Kiel/Luxemburg | Der Sonderweg Schleswig-Holsteins beim Glücksspiel war nach einem EU-Urteil zulässig. Das zeitweilige Ausscheren des Landes aus dem Glücksspielstaatsvertrag im Jahr 2012 habe die striktere Verbotspolitik der übrigen deutschen Bundesländer nicht infrage gestellt, urteilte der Europäische Gerichtshof (EuGH) am Donnerstag in Luxemburg. Denn die liberalen Regeln seien zeitlich auf weniger als 14 Monate befristet und räumlich auf ein Bundesland begrenzt gewesen. Dies habe das Spieleverbot der anderen Länder für Glücksspiele im Internet und das Ziel des Allgemeinwohls nicht gefährdet.

CDU und FDP im Kieler Landtag forderten die 16 Bundesländer auf, noch in diesem Sommer einen neuen Vertrag nach dem Modell Schleswig-Holsteins vorzulegen.
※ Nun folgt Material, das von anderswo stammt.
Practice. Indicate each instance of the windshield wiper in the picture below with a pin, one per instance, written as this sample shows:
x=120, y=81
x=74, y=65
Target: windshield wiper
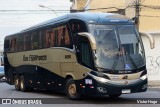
x=115, y=63
x=131, y=59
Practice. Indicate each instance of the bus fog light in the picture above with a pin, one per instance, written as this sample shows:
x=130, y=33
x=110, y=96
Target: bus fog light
x=144, y=87
x=101, y=90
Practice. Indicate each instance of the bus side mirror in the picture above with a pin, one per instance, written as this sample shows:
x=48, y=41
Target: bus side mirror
x=151, y=39
x=90, y=38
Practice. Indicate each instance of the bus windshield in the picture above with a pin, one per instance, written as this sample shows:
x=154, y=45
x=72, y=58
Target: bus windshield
x=119, y=47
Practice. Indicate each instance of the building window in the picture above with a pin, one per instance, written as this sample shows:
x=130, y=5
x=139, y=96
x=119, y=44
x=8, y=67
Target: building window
x=27, y=42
Die Länder seien mit ihrem Glücksspielstaatsvertrag krachend gescheitert, denn nach zwei Jahren sei bislang keine einzige Lizenz für Sportwetten vergeben worden, sagte der CDU-Glücksspielexperte Hans-Jörn Arp. FDP-Fraktionschef Wolfgang Kubicki betonte, die EU-Kommission habe Bedenken angemeldet und dem Vertrag sowieso nur unter Auflagen zugestimmt.
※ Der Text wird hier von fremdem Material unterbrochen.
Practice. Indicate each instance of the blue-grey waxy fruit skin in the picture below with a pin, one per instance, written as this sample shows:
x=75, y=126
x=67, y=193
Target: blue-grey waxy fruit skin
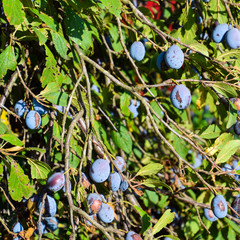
x=33, y=120
x=219, y=206
x=180, y=97
x=174, y=57
x=233, y=38
x=137, y=51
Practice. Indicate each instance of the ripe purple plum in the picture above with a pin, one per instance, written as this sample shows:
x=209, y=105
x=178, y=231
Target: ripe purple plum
x=174, y=57
x=180, y=97
x=114, y=181
x=106, y=214
x=209, y=215
x=20, y=108
x=56, y=181
x=94, y=202
x=233, y=38
x=120, y=163
x=219, y=206
x=131, y=235
x=99, y=170
x=137, y=51
x=33, y=120
x=219, y=32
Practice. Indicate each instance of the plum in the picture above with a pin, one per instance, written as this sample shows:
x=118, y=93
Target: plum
x=219, y=206
x=99, y=170
x=56, y=181
x=94, y=202
x=174, y=57
x=137, y=51
x=106, y=214
x=180, y=97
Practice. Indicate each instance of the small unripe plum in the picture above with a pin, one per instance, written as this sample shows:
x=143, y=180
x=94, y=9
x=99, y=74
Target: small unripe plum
x=120, y=163
x=219, y=32
x=131, y=235
x=33, y=120
x=51, y=223
x=20, y=107
x=137, y=51
x=180, y=97
x=114, y=181
x=100, y=170
x=106, y=214
x=219, y=206
x=94, y=202
x=174, y=57
x=124, y=185
x=236, y=206
x=233, y=38
x=56, y=181
x=209, y=215
x=50, y=206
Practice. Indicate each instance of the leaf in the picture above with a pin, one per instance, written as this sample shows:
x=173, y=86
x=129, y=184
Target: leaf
x=227, y=151
x=150, y=169
x=13, y=10
x=165, y=219
x=7, y=61
x=18, y=183
x=210, y=132
x=39, y=170
x=60, y=44
x=113, y=6
x=12, y=139
x=146, y=219
x=122, y=139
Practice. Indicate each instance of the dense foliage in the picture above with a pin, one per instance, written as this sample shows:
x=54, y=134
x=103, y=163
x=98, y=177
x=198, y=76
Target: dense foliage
x=83, y=80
Die nächsten Vorlagefragen aus Deutschland lägen schon beim EuGH. „Es ist nur noch eine Frage der Zeit, bis die EU-Ebene den Vertrag endgültig kippt.“ Die Ministerpräsidenten müssten „endlich Vernunft annehmen und den Weg für eine pragmatische und nachhaltige Glücksspielregulierung frei machen“, forderte Kubicki. Durch die Entscheidung aus Luxemburg ist nach Ansicht der beiden Politiker klar, dass der „vorschnelle und unüberlegte Beitritt“ der Kieler Koalition aus SPD, Grünen und SSW zum Glücksspielstaatsvertrag der anderen Länder „falsch war“.

Das heiße auch: „Mit dem Beitritt hat Schleswig-Holstein fast 200 Millionen Euro Einnahmen aus Sportwetten an die anderen Bundesländer verschenkt. Dieses Geld hätten wir für Infrastruktur, Lehrer und Sportstätten jetzt gut brauchen können“, sagte Arp. Dagegen bewertete SPD-Fraktionschef Ralf Stegner das Urteil als Bestätigung. Es sei richtig und gut gewesen, die Geisterfahrt von CDU und FDP nach Las Vegas in Schleswig-Holstein zu beenden. „Unser Politikwechsel funktioniert und hat dazu geführt, dass Schleswig-Holstein wieder in die Länder-Familie zurückgekehrt ist. Wir haben das schwarz-gelbe Glücksspielgesetz gestoppt und sind dem Glücksspielstaatsvertrag aller Bundesländer beigetreten.“ Arp und Kubicki seien schlechte Verlierer, wenn sie nach dem Urteil sagten, Schleswig-Holstein sei völlig zu Recht den Weg einer eigenständigen, pragmatischen Glücksspielregulierung gegangen.

Nach Ansicht von Karin Klein vom Wettanbieter bwin habe der EuGH bestätigt, „dass das erfolgreiche Lizenzmodell in Schleswig-Holstein und der bisher für die Sportwette nicht umgesetzte Glücksspielstaatvertrag nebeneinander bestehen können.“ Grundsätzlich leide der Glücksspielstaatsvertrag unter einer Vielzahl europarechtlicher Mängel, die bereits von der Europäischen Kommission scharf kritisiert worden seien. Der Wettanbieter plädiert für ein marktorientiertes Erlaubnismodell für alle EU-Anbieter.